30 DIC - Gentile direttore,
desidero scriverle una lettera in risposta alle affermazioni fatte dalla collega Dott.ssa Errico sulla Sperimentazione Animale e che mi hanno lasciato abbastanza perplesso. La Dott.ssa afferma che la Sperimentazione Animale, soprattutto per quel che concerne la farmacologia, ha contribuito ben poco all’avanzamento delle conoscenze cliniche ma le sue parole non rispecchiano affatto la realtà dei fatti, ossia che in pratica quasi tutte le nostre conoscenze (sia teoriche che pratiche) in ambito derivano anche da studi sul modello animale.
 
Grazie anche a quest’ultimo infatti attualmente la Medicina Moderna può fare cose che solo cento anni fa erano impensabili: abbiamo la possibilità di fare trapianti d’organo come reni, cuore o polmoni senza il rischio di incorrere in reazioni di rigetto dell’organo stesso utilizzando farmaci come la Ciclosporina o il Tacrolimus, possiamo sconfiggere malattie infettive terribili che una volta significavano una sentenza di morte come la Tubercolosi o la Difterite e siamo vicini a sconfiggerne altre come l’HIV, possiamo combattere molte neoplasie come le Leucemie Infantili o il Linfomi di Hodgkin o cambiarne in modo significativo la storia clinica e la prognosi grazie alla chemioterapia adiuvante e neoadiuvante o possiamo anche sottoporci ad interventi chirurgici senza particolari preoccupazioni e senza vedere il chirurgo porci una bottiglia di Brandy o Whisky come “analgesico”, cosa che succedeva in un passato non troppo remoto tutto sommato; insomma possiamo fare tante cose, anche nell’ambito di competenza della Dott.ssa.
 
La stessa Cardiologia Pediatrica dove lavora la Dott.ssa utilizza tecniche sviluppate anche grazie allo studio sul modello animale, basti solo fare qualche esempio:
- l’ecografia, tecnica oramai fondamentale nella pratica medica quotidiana, è stata sviluppata grazie agli studi di Spallanzani sui pipistrelli compiuti circa 200 anni fa, studi che hanno portato non solo allo sviluppo dell’ecografo ma anche del sonar e del radar; questa tecnica permette di fare diagnosi prenatale di molte patologie quali malformazioni cardiache o malattie genetiche;
- l’indometacina è un farmaco, appartenente alla stessa famiglia dell’aspirina, che si utilizza in pratica clinica per facilitare la chiusura del Dotto Di Botallo, condizione che spesso si osserva nei bambini prematuri; un ruolo fondamentale nella chiusura dello stesso infatti lo giocano le prostaglandine, bersaglio su cui va ad agire il farmaco indirettamente, inibendone la produzione e permettendo al dotto di chiudersi spontaneamente e questo dato è stato confermato anche sul modello animale in studi come questo http://www.ncbi.nlm.nih.gov/pubmed/20083684o come questo http://www.ncbi.nlm.nih.gov/pubmed/807955.
 
Ora, mi chiedo: come potrebbe lavorare la Dott.ssa nel Suo Reparto senza questi due semplici presidi?
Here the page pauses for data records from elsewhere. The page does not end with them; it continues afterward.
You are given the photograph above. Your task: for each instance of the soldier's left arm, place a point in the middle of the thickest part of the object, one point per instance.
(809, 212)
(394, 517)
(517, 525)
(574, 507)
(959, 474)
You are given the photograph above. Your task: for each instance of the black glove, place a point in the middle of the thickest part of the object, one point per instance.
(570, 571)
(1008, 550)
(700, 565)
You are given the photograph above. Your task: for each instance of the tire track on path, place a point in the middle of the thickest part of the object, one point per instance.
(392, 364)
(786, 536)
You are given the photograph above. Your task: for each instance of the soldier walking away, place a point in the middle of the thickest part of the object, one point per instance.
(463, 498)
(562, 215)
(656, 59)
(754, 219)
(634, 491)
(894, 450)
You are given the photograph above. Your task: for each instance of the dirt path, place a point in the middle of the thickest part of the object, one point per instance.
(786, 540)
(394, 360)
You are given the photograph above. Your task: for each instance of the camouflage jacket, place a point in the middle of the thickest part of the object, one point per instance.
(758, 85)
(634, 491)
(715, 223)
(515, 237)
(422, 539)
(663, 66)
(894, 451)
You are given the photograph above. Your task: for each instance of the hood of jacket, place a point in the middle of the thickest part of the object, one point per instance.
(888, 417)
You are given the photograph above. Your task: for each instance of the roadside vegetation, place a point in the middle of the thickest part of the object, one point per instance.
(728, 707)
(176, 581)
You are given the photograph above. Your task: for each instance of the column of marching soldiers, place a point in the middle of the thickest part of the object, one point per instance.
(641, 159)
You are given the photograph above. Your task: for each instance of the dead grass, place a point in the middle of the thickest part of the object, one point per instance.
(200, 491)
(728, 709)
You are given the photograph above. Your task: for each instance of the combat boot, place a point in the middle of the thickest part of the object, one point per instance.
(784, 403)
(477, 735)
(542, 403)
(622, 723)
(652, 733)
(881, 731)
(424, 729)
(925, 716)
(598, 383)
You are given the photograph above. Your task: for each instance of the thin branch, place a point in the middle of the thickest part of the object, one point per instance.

E gli esempi potrebbero andare avanti, dalle tecniche chirurgiche per la tetralogia di Fallot ai difetti valvolari, dai farmaci antiaritmici ai beta-bloccanti.
 
Gli esempi di studi che porta a supporto della sua posizione poi sono discutibili:
- lo studio sui modelli animali per le malattie infiammatorie riguarda in realtà un solo modello animale, il topoC57BL/6J;
 
- il lavoro di Van der Woop non critica il modello animale in se’ ma la ridotta capacità traslazionale di studi sul modello animale in ambito cardiologico (in particolare si concentra sugli infarti) a causa di bias quali la scarsa qualità di alcuni studi, la non riproducibilità di alcune condizioni importanti nella pratica clinica (per esempio l’utilizzo di topi “giovani” per patologie che interessano soggetti anziani), etc; si criticano quindi le modalità con cui vengono fatti gli esperimenti e non l’uso dell’animale stesso; l’altro lavoro di Greener, sempre sulla stessa rivista, non pone critiche al modello animale ma si limita ad evidenziare le caratteristiche, in particolare per quanto riguarda i canali ionici, del tessuto miocardico umano e sinceramente portare uno studio del genere come prova della presunta “non-validità” del modello animale lascia il tempo che trova;
 
- lo studio di Van Meera, se da una parte critica la capacità di osservare effetti collaterali seri (su un campione ridotto peraltro rispetto alla totalità dei farmaci noti e usati) dall’altra elogia il modello animale per quanto riguarda lo studio delle dosi terapeutiche e gli effetti legati alla farmacodinamica, ossia al meccanismo d’azione del farmaco, causa del 90% degli eventi avversi a farmaci osservati nei ricoveri ospedalieri in uno studio del BMJ:
( http://www.bmj.com/content/329/7456/15);
 
- infine lo studio di Pound sul BMJ non è esente da critiche in quanto tende a prendere ad esempio solo determinati risultati e si dimentica di riportare anche frasi come “There were no differences between the results of the animal experiments and clinical studies” presente nello studio sulla Nimodipina o “In fact, there were no differences between the results of these experiments (animals) and clinical trials” nel lavoro di Lucas sulla laserterapia.
 
Lo studio stesso di Hackman su JAMA parla di scarsa qualità di come vengono impostati certi studi sul modello animale e non critica lo stesso, consiglia di migliorarne la qualità metodologica e soprattutto prende in considerazione un numero limitato di studi (76) in un arco di tempo limitato (20 anni, dal 1980 al 2000); decisamente pochi e decisamente un arco di tempo ridotto per vedere le conseguenze di uno studio in ambito clinico.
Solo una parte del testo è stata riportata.